Cuatro jóvenes extranjeros se miran entre sí, intentando decir sin palabras, con el ceño fruncido, la evidente inquietud ante tantas fotografías al costado derecho cerca de ellos.

Lo mismo parece pensar un hombre sacado de otra época que se encuentra precisamente sentado sobre el banco con un diario en la mano, su pierna estirada y el pie en rígido.

Frente a él, casi inmóvil, con la cabeza inclinada tipo zen, un caballero de edad avanzada y lunar en el rostro, sigue con su oficio a ese pie en rígido, indiferente al persistente encuadre de nuestro gráfico.
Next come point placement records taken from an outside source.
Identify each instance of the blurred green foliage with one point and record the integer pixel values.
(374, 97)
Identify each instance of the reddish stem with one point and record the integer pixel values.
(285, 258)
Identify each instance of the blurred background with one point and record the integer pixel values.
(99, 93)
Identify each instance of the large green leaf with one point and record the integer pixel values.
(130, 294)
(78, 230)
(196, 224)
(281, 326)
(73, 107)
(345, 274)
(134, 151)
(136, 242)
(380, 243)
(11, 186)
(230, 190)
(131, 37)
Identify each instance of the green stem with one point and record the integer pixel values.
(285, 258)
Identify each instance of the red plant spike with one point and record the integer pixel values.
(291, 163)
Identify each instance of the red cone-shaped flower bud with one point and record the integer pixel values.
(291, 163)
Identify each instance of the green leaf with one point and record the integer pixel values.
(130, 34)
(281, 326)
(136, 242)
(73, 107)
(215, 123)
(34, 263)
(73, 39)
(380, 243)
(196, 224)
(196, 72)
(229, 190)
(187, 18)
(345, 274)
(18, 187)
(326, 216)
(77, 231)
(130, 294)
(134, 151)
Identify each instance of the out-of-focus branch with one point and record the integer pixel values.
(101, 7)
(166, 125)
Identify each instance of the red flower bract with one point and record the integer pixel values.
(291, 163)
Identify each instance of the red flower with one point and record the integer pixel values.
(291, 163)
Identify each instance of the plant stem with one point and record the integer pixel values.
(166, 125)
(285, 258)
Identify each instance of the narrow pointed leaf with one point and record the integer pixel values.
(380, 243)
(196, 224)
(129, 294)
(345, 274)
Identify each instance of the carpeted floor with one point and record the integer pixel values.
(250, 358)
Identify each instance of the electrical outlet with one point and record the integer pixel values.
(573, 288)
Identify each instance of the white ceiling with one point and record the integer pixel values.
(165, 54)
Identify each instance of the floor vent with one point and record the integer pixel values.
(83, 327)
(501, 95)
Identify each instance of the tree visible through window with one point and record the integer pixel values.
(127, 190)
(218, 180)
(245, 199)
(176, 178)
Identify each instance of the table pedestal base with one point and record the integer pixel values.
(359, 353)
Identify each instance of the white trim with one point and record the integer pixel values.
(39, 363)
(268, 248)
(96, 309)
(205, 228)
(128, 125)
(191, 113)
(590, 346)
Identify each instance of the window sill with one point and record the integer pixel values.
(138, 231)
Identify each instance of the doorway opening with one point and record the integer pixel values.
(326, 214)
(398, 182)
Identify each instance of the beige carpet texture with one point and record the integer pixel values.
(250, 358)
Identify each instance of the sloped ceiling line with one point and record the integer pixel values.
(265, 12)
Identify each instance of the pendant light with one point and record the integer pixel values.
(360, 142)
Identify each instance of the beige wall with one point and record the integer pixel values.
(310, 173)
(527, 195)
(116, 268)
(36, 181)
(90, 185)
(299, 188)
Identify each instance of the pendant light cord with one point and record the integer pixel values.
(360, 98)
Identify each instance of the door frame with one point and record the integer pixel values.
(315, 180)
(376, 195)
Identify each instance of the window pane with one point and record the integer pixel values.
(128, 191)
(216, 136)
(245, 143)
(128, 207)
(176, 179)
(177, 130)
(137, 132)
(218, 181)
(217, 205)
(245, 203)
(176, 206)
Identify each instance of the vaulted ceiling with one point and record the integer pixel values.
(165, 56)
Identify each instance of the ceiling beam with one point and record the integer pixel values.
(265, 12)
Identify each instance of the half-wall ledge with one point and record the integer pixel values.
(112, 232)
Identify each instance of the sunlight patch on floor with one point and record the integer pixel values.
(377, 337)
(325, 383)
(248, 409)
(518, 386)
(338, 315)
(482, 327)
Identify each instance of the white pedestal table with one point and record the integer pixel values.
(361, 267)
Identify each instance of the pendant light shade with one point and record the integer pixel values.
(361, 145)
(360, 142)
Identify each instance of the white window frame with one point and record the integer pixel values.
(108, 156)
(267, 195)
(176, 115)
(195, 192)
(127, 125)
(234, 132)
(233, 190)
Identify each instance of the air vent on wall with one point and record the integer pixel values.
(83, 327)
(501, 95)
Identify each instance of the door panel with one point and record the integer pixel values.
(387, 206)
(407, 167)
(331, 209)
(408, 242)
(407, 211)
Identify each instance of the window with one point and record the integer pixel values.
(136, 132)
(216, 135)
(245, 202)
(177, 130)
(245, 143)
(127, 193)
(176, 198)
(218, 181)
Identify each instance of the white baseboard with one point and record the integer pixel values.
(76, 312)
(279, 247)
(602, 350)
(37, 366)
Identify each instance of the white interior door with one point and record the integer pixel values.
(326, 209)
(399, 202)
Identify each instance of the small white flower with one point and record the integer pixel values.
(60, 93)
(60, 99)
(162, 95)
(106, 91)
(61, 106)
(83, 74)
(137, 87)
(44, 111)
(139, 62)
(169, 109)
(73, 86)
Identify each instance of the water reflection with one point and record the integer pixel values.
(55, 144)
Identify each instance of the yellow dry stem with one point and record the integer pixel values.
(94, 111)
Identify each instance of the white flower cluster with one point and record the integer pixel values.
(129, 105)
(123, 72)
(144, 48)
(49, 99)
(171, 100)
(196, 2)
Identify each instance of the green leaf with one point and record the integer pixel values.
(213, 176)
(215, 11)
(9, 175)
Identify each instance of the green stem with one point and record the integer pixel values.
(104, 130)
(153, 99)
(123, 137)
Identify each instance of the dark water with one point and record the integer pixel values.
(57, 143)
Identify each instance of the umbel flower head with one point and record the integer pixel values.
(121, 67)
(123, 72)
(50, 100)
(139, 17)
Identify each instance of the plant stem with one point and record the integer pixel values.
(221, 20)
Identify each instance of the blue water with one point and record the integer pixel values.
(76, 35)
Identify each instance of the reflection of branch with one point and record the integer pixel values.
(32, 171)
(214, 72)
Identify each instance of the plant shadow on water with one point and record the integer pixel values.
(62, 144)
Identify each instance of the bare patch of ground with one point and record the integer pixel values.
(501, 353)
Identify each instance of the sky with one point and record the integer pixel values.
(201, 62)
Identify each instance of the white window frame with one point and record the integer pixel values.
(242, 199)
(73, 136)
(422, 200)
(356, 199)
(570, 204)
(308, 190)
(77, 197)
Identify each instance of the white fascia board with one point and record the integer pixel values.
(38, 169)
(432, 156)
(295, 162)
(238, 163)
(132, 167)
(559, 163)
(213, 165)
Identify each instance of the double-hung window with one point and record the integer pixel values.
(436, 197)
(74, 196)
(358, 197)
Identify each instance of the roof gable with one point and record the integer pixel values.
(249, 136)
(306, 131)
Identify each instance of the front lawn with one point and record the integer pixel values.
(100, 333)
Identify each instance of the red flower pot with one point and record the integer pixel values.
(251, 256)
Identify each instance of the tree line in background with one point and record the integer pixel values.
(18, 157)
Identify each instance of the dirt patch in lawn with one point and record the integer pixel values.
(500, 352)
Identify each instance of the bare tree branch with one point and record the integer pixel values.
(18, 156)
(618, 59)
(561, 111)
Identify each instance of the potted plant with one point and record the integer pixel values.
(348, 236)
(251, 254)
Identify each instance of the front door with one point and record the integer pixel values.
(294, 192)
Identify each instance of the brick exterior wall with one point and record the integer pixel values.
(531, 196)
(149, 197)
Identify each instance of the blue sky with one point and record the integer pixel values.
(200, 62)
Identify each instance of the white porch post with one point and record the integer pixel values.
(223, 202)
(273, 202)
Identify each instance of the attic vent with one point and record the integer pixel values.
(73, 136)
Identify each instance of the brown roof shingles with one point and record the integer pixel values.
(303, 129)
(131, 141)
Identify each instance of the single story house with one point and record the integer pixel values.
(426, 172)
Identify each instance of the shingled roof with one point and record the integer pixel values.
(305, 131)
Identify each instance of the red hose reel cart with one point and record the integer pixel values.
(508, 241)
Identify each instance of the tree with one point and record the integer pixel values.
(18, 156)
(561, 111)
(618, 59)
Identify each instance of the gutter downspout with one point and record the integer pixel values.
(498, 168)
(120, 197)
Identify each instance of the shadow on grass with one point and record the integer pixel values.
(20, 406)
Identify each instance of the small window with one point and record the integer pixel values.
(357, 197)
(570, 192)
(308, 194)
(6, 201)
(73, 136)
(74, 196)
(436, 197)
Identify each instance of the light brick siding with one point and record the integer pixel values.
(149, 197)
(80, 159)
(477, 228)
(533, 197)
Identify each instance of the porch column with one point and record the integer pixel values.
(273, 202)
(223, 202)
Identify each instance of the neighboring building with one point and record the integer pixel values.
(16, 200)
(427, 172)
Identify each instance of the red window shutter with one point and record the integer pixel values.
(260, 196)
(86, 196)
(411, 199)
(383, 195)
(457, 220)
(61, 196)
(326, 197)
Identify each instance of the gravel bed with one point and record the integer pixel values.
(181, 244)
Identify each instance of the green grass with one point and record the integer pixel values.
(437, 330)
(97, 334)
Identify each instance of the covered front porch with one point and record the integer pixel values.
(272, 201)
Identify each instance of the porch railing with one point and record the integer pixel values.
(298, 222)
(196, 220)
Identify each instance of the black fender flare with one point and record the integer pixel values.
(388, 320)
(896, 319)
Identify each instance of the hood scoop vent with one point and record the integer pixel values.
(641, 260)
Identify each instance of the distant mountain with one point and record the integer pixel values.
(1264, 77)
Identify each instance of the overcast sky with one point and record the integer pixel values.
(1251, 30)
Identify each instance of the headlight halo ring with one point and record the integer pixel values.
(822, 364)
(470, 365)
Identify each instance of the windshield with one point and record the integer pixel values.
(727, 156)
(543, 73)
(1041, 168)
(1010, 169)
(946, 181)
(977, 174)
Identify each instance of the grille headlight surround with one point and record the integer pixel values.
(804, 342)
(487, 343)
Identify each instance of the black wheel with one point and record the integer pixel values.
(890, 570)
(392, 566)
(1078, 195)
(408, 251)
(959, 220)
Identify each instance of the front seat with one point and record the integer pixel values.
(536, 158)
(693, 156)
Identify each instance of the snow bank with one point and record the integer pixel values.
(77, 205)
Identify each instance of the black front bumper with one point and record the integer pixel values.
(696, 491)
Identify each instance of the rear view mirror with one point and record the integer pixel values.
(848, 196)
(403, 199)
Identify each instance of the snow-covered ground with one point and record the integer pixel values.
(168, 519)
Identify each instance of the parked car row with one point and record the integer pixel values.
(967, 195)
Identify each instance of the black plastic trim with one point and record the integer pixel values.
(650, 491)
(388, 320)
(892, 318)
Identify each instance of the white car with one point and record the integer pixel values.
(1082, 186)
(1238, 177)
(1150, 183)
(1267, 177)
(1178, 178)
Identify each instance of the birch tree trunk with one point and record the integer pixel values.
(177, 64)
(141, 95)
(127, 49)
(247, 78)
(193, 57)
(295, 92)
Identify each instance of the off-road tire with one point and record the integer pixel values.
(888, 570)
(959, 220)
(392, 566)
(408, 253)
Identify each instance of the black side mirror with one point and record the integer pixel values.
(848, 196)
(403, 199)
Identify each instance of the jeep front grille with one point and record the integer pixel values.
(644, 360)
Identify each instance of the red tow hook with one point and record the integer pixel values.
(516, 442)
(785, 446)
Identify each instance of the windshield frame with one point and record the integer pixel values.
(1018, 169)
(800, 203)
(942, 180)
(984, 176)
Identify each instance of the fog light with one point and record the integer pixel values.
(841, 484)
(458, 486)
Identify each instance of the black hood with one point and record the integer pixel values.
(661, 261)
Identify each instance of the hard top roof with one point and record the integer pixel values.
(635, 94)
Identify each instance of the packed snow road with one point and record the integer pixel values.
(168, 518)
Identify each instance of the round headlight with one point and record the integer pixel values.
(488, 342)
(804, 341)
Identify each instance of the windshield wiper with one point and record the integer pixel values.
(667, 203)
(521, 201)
En sus manos sostiene un zapato de estilo inglés, clásico, acordonado y de tonalidad oscura. Lo hace girar, se concentra en el cuero, la capellada (la parte de arriba del calzado) y en aquellos detalles alrededor de la suela.

Una vez consumada su obra -le toma cinco minutos, otras tres- hace guiño con orgullo para que se le observe la calidad de su lustrado. El zapato del cliente reluce, brilla: se aprecia liso, impoluto, como si lo hubiese encerado.

Aperrar, siempre

Entonces, los sentidos de Teobaldo Bustamante Pérez, lustrabotas, se encienden. El proceso de lustrar "es maravilloso", asegura este hombre de 73 años, de los cuales 55 años los ha dedicado en exclusivo a este oficio "que va en extinción", dice en modo bajón.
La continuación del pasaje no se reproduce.